9. Dans sa réponse du 14 février 2000, le département s'est opposé à la demande en révision. L'acquittement de M. S__________ n'établissait pas de manière définitive qu'il n'y avait jamais eu de commerce de cocaïne au V__________ et n'effaçait pas l'ensemble des déclarations des très nombreuses personnes entendues par la police mettant gravement en cause l'établissement, qui était manifestement devenu une plaque tournante pour consommateurs de trafiquants de cocaïne.

- 6 -

EN DROIT

1. Selon l'article 81 alinéa 1 de la loi sur la procédure administrative du 12 septembre 1985 (LPA - E 5 10), la demande en révision doit être adressée par écrit à la juridiction qui a statué dans les trois mois dès la découverte du motif de révision.

En l'espèce, le motif de révision invoqué est le jugement du Tribunal de police du 17 septembre 1999, dont les demandeurs en révision n'auraient eu connaissance que dans la semaine du 15 au 19 octobre, voire ultérieurement. Les demandeurs n'apportent aucun élément de preuve à l'appui de leurs allégations, de telle sorte qu'il est impossible de déterminer à quelle date exacte ils ont eu connaissance de ce jugement. Le département quant à lui s'en rapporte à l'appréciation du Tribunal administratif.

La question de la recevabilité formelle de la demande en révision peut néanmoins souffrir de rester indécise, dès lors que cette demande doit de toute façon être rejetée.

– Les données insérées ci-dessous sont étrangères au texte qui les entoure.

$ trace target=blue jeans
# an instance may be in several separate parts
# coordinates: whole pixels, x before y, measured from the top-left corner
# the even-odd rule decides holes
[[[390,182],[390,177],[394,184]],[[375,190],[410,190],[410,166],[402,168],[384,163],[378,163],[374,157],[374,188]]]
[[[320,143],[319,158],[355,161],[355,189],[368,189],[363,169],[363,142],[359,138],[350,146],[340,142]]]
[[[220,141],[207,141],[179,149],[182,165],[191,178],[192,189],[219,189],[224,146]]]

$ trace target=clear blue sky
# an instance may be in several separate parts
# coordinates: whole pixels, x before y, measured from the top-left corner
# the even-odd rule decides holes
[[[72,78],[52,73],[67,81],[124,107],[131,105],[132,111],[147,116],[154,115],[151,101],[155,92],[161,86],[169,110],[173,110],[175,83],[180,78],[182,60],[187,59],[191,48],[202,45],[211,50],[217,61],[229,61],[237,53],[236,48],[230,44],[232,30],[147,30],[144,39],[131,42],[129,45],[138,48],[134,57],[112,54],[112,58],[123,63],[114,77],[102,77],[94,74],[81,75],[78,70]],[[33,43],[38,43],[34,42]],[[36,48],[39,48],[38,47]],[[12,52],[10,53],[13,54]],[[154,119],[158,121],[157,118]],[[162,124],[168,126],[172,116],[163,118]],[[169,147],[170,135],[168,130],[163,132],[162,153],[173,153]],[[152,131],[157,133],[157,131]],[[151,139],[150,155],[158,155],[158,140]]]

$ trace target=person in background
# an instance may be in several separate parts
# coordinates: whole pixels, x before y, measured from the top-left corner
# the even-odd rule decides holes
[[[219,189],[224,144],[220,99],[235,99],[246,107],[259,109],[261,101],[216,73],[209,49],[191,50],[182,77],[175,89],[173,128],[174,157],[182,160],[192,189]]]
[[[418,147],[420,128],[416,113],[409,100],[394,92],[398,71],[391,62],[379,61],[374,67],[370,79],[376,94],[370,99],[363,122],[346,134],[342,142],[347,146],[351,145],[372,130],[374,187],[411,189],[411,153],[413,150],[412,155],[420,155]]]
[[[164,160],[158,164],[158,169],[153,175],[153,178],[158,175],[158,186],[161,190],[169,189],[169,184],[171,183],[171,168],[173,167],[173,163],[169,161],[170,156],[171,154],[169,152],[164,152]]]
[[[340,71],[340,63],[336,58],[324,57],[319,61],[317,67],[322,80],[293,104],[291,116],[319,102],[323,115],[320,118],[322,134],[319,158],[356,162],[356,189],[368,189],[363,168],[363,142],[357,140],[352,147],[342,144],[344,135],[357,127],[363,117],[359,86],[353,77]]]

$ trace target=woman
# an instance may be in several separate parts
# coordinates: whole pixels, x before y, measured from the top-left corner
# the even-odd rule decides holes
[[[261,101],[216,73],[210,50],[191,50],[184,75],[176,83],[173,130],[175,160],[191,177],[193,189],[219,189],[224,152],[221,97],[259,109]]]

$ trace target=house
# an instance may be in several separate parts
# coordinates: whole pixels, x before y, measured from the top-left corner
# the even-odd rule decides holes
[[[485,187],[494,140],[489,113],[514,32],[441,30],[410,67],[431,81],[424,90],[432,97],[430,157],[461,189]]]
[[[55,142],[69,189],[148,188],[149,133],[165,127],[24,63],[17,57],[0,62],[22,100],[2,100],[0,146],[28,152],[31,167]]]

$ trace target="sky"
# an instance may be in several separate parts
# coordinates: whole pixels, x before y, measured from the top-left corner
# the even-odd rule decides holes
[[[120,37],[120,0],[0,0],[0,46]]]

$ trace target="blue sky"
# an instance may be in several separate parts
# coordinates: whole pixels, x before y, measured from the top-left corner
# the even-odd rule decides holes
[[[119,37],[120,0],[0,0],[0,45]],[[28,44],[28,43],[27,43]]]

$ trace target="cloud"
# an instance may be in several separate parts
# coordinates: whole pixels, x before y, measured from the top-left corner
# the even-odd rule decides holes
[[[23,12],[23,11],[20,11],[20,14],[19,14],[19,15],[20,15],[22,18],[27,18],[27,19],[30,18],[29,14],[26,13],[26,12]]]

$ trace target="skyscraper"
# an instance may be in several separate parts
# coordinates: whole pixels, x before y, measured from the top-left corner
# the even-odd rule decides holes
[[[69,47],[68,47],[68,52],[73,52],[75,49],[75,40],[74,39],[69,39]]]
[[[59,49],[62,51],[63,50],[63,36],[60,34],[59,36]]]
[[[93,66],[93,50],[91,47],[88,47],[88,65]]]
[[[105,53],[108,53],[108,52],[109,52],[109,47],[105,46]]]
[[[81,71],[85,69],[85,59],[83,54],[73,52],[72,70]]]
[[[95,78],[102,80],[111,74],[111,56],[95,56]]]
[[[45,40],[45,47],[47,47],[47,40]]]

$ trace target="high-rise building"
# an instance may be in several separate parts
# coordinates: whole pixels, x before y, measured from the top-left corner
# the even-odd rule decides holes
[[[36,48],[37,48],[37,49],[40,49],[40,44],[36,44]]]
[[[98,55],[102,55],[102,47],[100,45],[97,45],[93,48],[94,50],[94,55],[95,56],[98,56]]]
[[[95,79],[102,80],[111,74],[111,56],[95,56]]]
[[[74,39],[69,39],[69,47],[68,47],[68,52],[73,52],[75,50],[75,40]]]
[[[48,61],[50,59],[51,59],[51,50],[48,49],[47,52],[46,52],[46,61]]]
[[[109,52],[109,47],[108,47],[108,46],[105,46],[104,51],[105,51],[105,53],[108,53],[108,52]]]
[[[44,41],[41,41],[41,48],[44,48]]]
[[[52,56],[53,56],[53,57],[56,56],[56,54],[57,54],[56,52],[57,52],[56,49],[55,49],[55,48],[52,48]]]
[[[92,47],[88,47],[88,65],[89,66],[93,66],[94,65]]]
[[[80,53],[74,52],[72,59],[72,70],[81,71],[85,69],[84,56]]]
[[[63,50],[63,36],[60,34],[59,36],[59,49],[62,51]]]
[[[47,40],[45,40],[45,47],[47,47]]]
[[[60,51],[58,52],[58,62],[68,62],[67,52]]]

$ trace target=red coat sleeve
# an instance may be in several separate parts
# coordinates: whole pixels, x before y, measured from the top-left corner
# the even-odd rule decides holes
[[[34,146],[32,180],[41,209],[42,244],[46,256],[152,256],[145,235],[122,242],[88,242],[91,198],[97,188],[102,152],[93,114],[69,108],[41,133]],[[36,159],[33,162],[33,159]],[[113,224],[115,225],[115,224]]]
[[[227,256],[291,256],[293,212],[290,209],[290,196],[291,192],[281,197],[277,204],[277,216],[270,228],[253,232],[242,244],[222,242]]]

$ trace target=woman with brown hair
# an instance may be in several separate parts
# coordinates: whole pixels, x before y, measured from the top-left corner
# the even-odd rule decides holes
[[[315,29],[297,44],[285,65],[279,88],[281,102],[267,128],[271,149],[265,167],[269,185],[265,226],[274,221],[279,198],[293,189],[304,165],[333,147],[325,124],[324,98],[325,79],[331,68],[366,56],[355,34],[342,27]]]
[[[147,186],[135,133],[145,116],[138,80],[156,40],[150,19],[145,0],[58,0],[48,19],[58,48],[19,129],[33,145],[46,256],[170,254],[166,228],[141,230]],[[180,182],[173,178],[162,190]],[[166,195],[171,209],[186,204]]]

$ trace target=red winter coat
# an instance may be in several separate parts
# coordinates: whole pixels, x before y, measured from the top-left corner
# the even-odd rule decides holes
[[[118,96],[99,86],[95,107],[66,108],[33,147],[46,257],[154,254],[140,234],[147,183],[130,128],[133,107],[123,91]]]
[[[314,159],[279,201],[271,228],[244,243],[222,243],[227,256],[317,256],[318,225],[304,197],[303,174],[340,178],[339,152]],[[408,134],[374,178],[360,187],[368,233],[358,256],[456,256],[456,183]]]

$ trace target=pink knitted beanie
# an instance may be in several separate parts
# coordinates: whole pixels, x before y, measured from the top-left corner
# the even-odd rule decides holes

2. a. Il y a lieu à révision, lorsque dans une affaire réglée par une décision définitive, il apparaît que des faits ou des moyens de preuve nouveaux et importants existent, que le demandeur ne pouvait connaître ou invoquer dans la procédure précédente (art. 80 litt. b LPA).

b. Par faits nouveaux, il convient d'entendre des faits qui se sont produits antérieurement à la procédure précédente, mais dont l'auteur de la demande de révision a été empêché, sans sa faute, de faire état dans la procédure précédente. Quant aux preuves nouvelles, pour justifier une révision, elles doivent se rapporter à des

- 7 faits antérieurs à la décision attaquée. Encore faut-il qu'elles n'aient pas pu être administrées lors du premier procès ou que les faits à prouver soient nouveaux, au sens où ils ont été définis (ATF 108 V 171 ss; 99 V 191; 98 II 255; 86 II 386; A. GRISEL, Traité de droit administratif 1984, p.944).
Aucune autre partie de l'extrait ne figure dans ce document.